Many of us mistakenly think that chameleons change their color to camouflage themselves against the predators they encounter in their daily lives. However, that isn’t why they cloak themselves in so many different, wonderful colors. Nor do they only change colors to match their surroundings. Surprisingly, the answer is much more complicated.
Sadly, chameleons cannot change their skin to match *every* background they encounter in their daily lives. Chameleons, sadly, don’t have many defenses in the wild besides blending into their surroundings, even if they can’t automatically match every background. In their natural coloring, they often already resemble the detritus on ground or even a lot like leaves or branches. However, their real skill is the ability to change how bright their skin appears, Dr. Devi Stuart-Fox, an evolutionary biologist at the University of Melbourne told National Geographic, “It’s like putting a dark wash on everything,” Stuart-Fox says. “You’ve got to imagine paint mixing: If you have green paint and mix more black into it, it will change the brightness and also the hue.”
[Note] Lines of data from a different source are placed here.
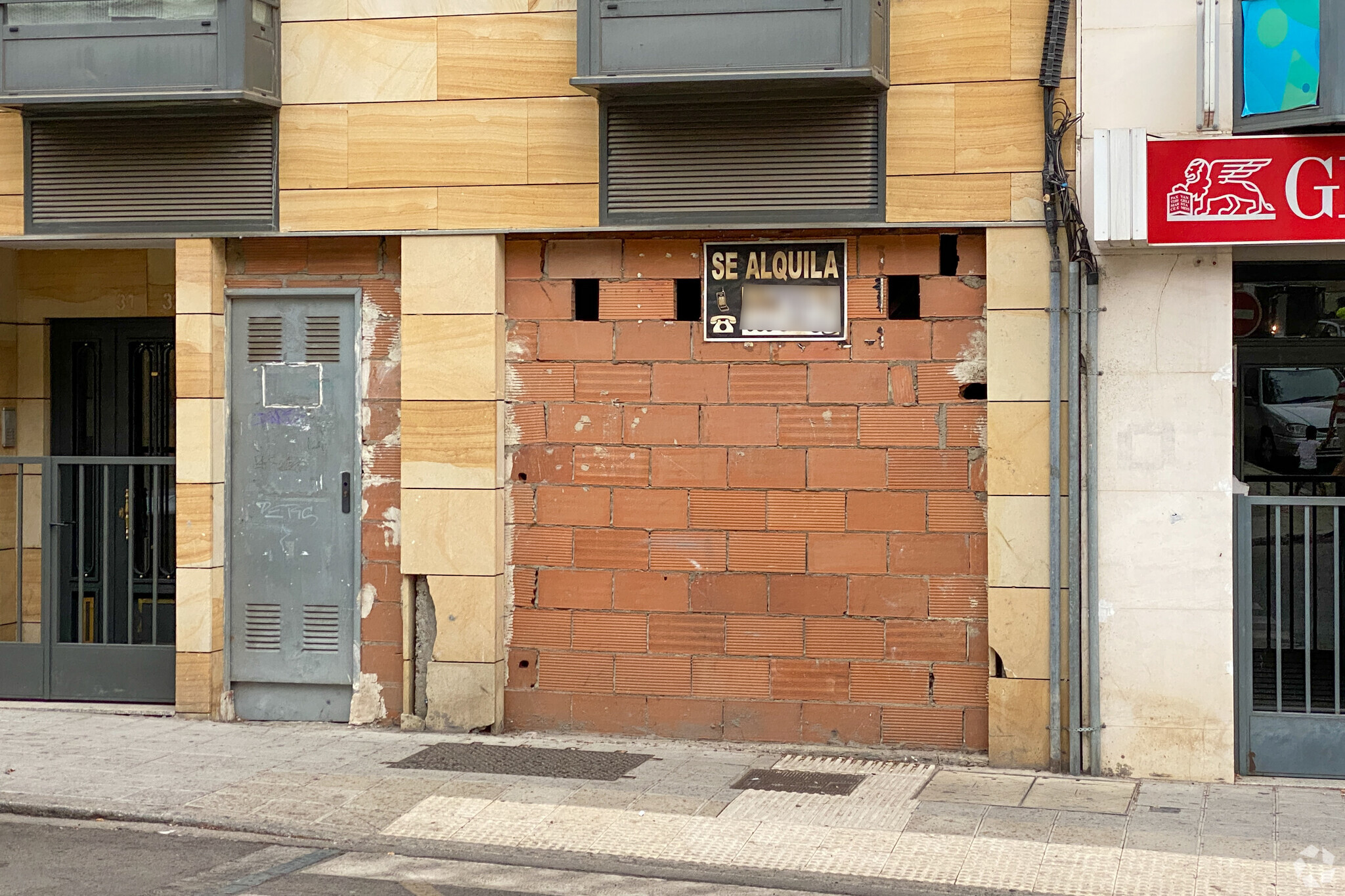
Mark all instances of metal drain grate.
[387,744,653,779]
[729,769,868,797]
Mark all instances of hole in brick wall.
[939,234,958,277]
[574,280,597,321]
[676,278,701,321]
[958,383,986,402]
[888,274,920,321]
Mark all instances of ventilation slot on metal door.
[304,317,340,363]
[304,603,340,653]
[603,95,885,224]
[27,114,276,234]
[244,603,280,650]
[248,317,281,364]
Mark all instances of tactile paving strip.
[387,744,653,779]
[729,769,868,797]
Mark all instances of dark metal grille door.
[0,318,176,702]
[229,290,361,721]
[1236,496,1345,778]
[603,95,885,224]
[27,114,276,234]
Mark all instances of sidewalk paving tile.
[956,836,1046,891]
[659,815,761,865]
[589,811,693,859]
[805,828,900,877]
[1033,842,1120,896]
[882,829,973,884]
[1113,846,1199,896]
[733,821,827,870]
[1022,778,1136,815]
[518,806,615,851]
[920,769,1036,806]
[1196,856,1277,896]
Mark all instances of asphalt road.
[0,815,537,896]
[0,814,860,896]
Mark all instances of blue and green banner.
[1241,0,1322,116]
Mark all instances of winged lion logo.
[1168,158,1275,221]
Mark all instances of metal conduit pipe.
[1046,253,1060,771]
[1040,0,1077,771]
[1083,271,1103,775]
[1065,262,1083,775]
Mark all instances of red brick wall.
[504,234,987,750]
[225,236,402,723]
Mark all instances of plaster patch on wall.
[349,672,387,725]
[952,329,986,385]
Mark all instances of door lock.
[117,489,131,540]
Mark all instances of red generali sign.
[1147,135,1345,246]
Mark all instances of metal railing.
[1240,496,1345,715]
[0,457,176,645]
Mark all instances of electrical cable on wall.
[1041,96,1097,274]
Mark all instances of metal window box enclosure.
[0,0,280,112]
[1233,0,1345,135]
[570,0,891,95]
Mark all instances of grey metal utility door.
[227,290,359,721]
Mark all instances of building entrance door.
[0,318,176,702]
[1233,265,1345,778]
[227,290,361,721]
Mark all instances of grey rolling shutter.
[28,114,276,234]
[603,94,885,224]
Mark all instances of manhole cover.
[387,744,653,780]
[729,769,868,797]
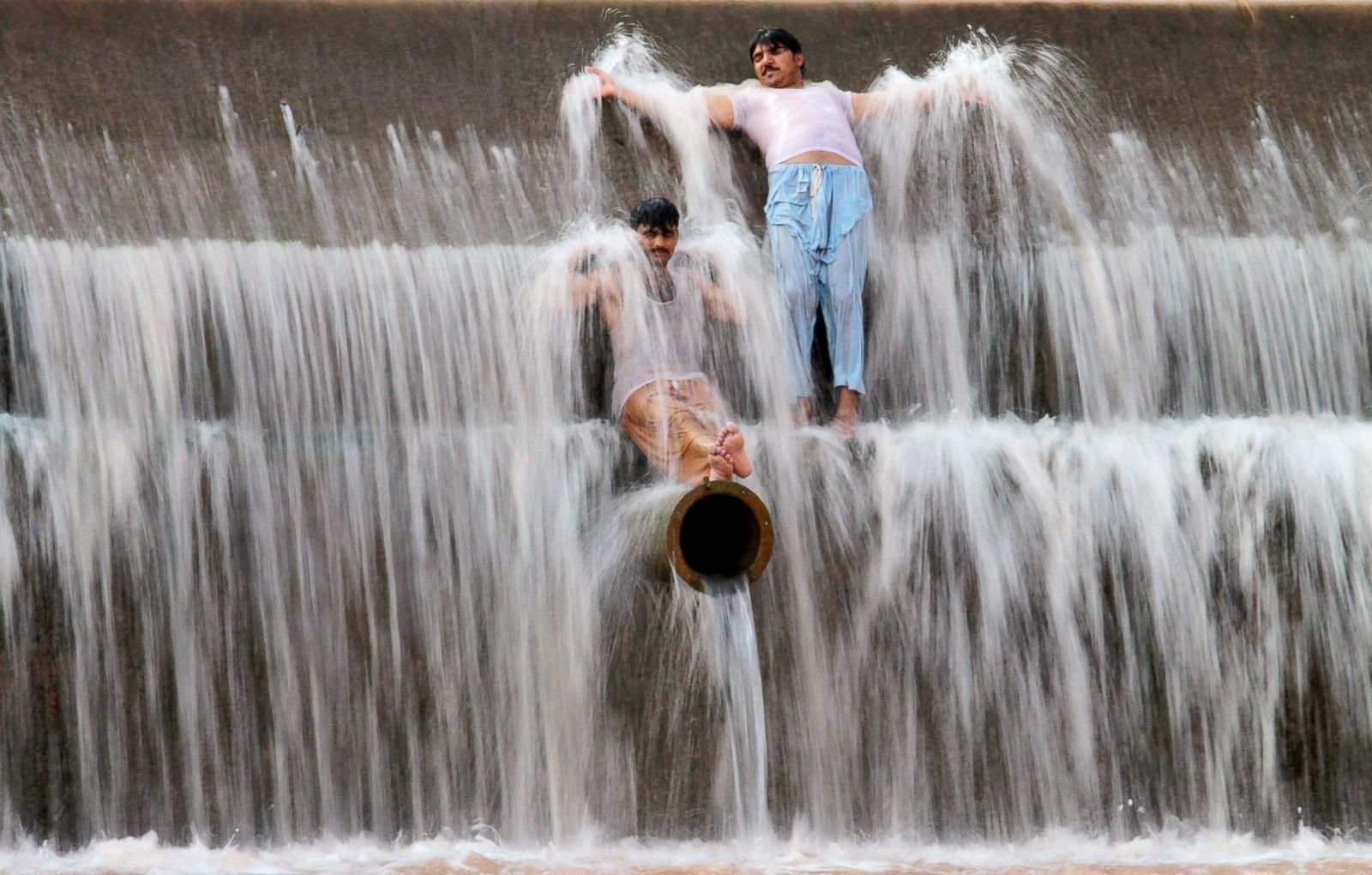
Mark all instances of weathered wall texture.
[0,0,1372,148]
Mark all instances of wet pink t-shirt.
[729,82,862,170]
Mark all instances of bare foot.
[708,443,734,480]
[832,385,858,440]
[719,422,753,477]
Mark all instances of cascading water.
[0,4,1372,866]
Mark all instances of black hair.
[629,197,682,231]
[748,27,805,75]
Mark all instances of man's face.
[638,225,681,269]
[753,45,805,88]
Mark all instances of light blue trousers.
[767,165,871,398]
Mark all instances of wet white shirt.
[729,82,862,170]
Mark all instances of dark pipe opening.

The bright colors and elaborate displays we so often think of when we think of chameleons have nothing to do with blending in and everything to do with standing out. In fact, these colors help guard their territory. When defending territory against another male, chameleons will become a wide array of colors - yellow, red, white...anything besides the color of the forest or trees. Instead of waving a white flag, the weaker male will admit defeat by returning to their more natural colorings.
In addition to defense, they also use it go on the offense, at least when it comes to dating. They will put on displays - rapidly changing colors and brightness - to show off to the females. Female chameleons will respond with their own display indicating their interest.
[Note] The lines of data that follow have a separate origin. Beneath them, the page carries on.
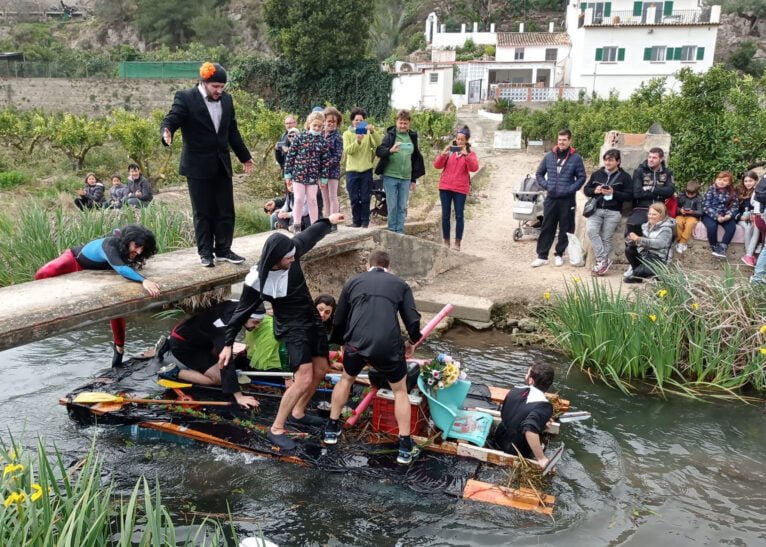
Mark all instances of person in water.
[218,213,344,450]
[35,224,160,367]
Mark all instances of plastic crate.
[372,389,428,435]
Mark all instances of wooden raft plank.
[463,479,556,515]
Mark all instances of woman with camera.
[434,125,479,251]
[625,202,676,283]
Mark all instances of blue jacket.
[535,147,585,198]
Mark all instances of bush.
[0,171,29,190]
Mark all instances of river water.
[0,315,766,547]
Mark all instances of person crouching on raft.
[35,224,160,367]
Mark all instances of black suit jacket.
[160,86,251,178]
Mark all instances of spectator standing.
[583,148,633,276]
[434,125,479,251]
[343,108,383,228]
[532,129,585,268]
[375,110,426,234]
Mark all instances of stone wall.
[0,78,194,115]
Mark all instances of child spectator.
[74,173,104,211]
[319,106,343,232]
[734,171,761,267]
[285,112,330,233]
[583,148,633,276]
[105,175,128,209]
[676,180,702,254]
[702,171,739,258]
[434,125,479,251]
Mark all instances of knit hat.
[199,62,228,84]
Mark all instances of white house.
[565,0,721,99]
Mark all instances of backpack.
[753,175,766,206]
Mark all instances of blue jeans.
[346,169,372,227]
[702,215,737,247]
[439,190,468,241]
[383,176,410,234]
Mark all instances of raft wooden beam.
[463,479,556,515]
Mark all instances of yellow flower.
[29,483,43,501]
[3,492,26,507]
[3,463,24,478]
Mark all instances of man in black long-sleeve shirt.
[218,213,344,450]
[324,251,421,464]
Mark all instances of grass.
[0,439,236,547]
[538,267,766,397]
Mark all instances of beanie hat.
[199,62,228,84]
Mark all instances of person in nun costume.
[218,213,345,450]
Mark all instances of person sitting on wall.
[492,363,554,467]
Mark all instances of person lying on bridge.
[218,213,345,450]
[35,224,160,367]
[159,300,262,408]
[324,251,422,464]
[493,363,554,467]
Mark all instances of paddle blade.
[73,391,123,405]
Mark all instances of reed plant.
[0,203,194,286]
[0,439,236,547]
[538,267,766,397]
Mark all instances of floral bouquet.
[420,353,461,389]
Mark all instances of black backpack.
[753,175,766,205]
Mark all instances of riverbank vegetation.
[538,267,766,397]
[0,439,237,547]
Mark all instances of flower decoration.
[199,62,215,80]
[420,353,460,389]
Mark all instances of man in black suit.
[160,63,253,268]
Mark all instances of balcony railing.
[496,84,585,103]
[578,8,720,27]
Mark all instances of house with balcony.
[565,0,721,99]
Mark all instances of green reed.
[538,267,766,397]
[0,203,194,286]
[0,439,236,547]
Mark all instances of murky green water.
[0,316,766,546]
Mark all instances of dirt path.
[417,109,622,314]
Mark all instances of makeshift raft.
[59,359,569,515]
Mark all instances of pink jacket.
[434,152,479,194]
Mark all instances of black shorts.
[280,325,330,372]
[343,346,407,384]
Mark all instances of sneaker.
[396,446,420,465]
[215,251,245,264]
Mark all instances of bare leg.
[293,357,330,419]
[271,363,314,435]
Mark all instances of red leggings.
[35,249,127,347]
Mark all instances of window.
[545,47,559,61]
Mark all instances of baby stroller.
[513,174,545,241]
[370,179,388,218]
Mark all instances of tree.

It has even ANOTHER use -- to regulate their body heat! Since chameleons aren’t able to generate body heat on their own, changing the color of the skin can be an important way to do this. A cold chameleon will usually become darker to absorb heat, whereas a chameleon that has had enough may turn pale (or, at least, paler).
But, how do they do it? Well, they have transparent skin. Not completely transparent, but at least the top layer is. Under this transparent first layer of skin are more layers of skin that contain special cells called chromatophores. Chromatophores at every level of skin are, essentially, sacs that are filled with different kinds of pigment. There are several different kinds of pigment, such a iridophores (which have blue pigment) and xanthophores (yellow pigments). When the chameleon experiences changes in temperature or mod, its nervous systems tells which chromatophores to rise to the surface by expanding or contracting. This is how a chameleon can produce a whole variety of colors and patterns.
So, now we've busted an old wives tale of sorts - chameleons aren't the hide-and-seek champions we once believed they were (luckily, Bigfoot is still winning that title) and that these creatures and the way they express themselves physically is much more complicated than we originally guessed!